2) add a counter of related vmas to the anon_vma structure. This won't
increase the size of the structure on 64-bit systems, as it will fit
in a padding slot.
TODO: do we need a ref count > 4 billion?
3) In [__]anon_vma_[un]link(), track number of related vmas. The
count is only incremented/decremented while the anon_vma lock
is held, so regular, non-atomic, increment/decrement is used.
4) in page_reclaimable(), check anon_vma count in vma's anon_vma, if
vma supplied, or in page's anon_vma. In fault path, new anon pages are
placed on the LRU before adding the anon rmap, so we need to check
the vma's anon_vma. Fortunately, the vma is available at that point.
In vmscan, we can just check the page's anon_vma for any anon pages
that made it onto the [in]active list before the anon_vma list length
became "excessive".
5) make the threshold tunable via /proc/sys/vm/anon_vma_reclaim_limit.
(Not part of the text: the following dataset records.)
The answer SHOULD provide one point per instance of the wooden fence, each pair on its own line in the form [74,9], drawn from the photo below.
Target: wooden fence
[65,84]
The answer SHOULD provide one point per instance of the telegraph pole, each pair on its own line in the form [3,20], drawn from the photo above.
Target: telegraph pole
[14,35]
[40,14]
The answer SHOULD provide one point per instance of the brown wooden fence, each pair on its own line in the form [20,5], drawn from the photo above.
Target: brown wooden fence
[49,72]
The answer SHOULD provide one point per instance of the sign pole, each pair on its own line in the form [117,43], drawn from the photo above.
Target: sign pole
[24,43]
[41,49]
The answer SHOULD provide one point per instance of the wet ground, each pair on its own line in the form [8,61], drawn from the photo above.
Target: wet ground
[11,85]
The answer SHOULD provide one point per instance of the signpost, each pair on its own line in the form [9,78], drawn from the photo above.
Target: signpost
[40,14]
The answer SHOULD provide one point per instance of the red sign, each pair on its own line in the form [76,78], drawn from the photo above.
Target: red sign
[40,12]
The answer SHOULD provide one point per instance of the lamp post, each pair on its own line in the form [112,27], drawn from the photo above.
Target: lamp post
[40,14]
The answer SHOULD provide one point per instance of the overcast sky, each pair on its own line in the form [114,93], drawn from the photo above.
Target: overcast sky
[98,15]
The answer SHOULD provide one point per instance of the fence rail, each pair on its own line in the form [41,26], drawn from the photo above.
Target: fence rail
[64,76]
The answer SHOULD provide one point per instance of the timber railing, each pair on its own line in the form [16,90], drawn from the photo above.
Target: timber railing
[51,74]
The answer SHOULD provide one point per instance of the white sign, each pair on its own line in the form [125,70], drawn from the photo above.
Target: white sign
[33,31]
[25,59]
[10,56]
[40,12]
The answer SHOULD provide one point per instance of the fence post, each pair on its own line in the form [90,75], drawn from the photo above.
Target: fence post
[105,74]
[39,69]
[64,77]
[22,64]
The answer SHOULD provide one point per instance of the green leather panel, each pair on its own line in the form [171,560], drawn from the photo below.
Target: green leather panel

Default value of 64 is totally arbitrary, but should be high enough
that most applications won't hit it.
Notes:
1) a separate patch makes the anon_vma lock a reader/writer lock.
This allows some parallelism--different cpus can work on different
pages that reference the same anon_vma--but this does not address the
problem of long lists and potentially many pte's to unmap.
2) TODO: do same for file rmap in address_space with excessive number
of mapping vmas?
3) Treating what are theortically reclaimable pages as nonreclaimable
[in practice they ARE nonreclaimable] will result in oom-kill of some
tasks rather than system hang/livelock. We can debate which is
preferrable. However, with these patches, Andrea Arcangeli's oom-kill
cleanups may become more important.
4) an alternate approach: rather than treat these pages as nonreclaimable,
we could track the anon_vma references and in fork() [dup_mmap()], when
the count reaches some limit, give the anon_vma to the child and its
siblings and their descendants, and allocate a new one for the parent.
This requires breaking COW sharing of all anon pages [only the parent
has complete enough state to do this at this point], as tasks can't
share pages using different anon_vmas. This will increase memory
pressure and hasten the onset of reclaim. I was working on this
alternate approach, but shelved it to try the noreclaim list approach.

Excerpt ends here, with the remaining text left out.